You have now transitioned to shop owner of The Bohemian Tattoo Club and Gallery. What inspired you to open a shop?
When my wife, Kristin, and I originally had to return to Indiana, we were thinking of opening up a private studio. After thinking of it more I knew I’d really miss the collaborative atmosphere of tattoo shops. The only way I wanted to open the full-blown shop was if I could get a couple of guys locally to work for me. So I called up Matthew Davidson and Bradley Pearce and asked them if they would be interested in joining my shop. Fortunately for me, they both said yes and then the decision was put down in stone to open the shop.
How would you describe your tattoo style?
The style I prefer personally is realism and surrealism, mainly dark surrealism. I’m known for doing a lot of straight-up realism and copy work, like portraits, but I have always been drawn to the more twisted, bent side of things.
What inspires you as an artist?
I have always been enthralled by the idea of science and religion, and a lot of the ideas that I use in my artwork stem from the far reaches of space and time.
What separates you from other artists?
The way that I see and interpret things—I feel like in another life I was a symbologist of sorts. The way that I interpret ideas involves a lot of research into different ways to portray a particular subject matter and set different moods.

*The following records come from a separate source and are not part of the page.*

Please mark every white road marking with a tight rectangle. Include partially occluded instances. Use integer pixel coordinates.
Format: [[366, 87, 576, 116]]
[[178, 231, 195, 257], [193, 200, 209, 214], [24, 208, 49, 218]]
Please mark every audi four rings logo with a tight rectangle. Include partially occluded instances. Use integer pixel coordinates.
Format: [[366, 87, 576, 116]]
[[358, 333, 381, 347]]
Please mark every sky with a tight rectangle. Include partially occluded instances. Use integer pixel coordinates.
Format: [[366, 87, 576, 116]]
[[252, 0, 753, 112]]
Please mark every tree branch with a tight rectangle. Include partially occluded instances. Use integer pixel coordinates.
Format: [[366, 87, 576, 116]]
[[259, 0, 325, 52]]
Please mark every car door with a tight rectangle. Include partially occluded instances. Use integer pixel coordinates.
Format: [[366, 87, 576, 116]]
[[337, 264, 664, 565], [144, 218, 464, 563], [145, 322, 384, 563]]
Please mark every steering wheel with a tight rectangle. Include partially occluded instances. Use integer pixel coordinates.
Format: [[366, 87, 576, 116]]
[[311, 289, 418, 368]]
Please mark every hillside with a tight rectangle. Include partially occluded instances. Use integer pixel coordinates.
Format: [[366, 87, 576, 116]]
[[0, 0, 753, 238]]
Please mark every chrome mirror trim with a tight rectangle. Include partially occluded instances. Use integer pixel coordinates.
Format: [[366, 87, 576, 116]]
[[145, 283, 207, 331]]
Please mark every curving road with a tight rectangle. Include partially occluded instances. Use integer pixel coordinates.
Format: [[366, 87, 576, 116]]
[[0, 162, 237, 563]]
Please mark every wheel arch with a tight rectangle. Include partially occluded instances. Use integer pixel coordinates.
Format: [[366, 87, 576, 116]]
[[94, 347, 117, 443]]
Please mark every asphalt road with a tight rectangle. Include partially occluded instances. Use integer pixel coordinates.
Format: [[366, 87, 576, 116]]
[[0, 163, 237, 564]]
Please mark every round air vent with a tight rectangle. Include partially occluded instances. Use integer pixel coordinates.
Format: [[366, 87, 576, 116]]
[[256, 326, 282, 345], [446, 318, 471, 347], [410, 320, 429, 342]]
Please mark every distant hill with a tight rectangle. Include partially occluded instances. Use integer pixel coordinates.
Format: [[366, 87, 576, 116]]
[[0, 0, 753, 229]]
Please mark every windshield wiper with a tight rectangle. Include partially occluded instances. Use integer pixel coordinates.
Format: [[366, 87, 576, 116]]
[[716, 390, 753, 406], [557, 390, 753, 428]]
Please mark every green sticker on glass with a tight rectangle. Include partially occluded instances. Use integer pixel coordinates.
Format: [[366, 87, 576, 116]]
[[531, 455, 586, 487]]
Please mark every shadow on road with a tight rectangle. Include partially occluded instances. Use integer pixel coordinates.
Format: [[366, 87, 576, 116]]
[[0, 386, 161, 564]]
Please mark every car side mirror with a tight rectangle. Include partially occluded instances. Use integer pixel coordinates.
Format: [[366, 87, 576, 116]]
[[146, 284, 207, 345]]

What tattoo artists do you admire most?
Robert Hernandez, Victor Portugal, Tommy Lee Wendtner, Toxyc, Little Dragon, Paul Booth, Nikko Hurtado, Carlos Torres, Carlos Rojas, Dmitriy Samohin, Dongkyu Lee, Timmy B., Tanane Whitfield, Jesse Smith, and Vince Villalvazo.
Before someone gets a tattoo what advice do you give them?
To think deeper into what they want and tell them to think of ways to incorporate something meaningful. If it is not something meaningful, then it should be something that is just so amazing looking that you will never get sick of it. Also, give your artist some freedom to help you and you will end up getting an amazing piece.
What has been one of your favorite pieces to tattoo?
It is the sleeve that I am doing on my wife, and I am really liking where it is going. She told me she wanted a sleeve with the theme of love. I have incorporated a lot of Greek and Roman mythology mixed with all kinds of other symbols.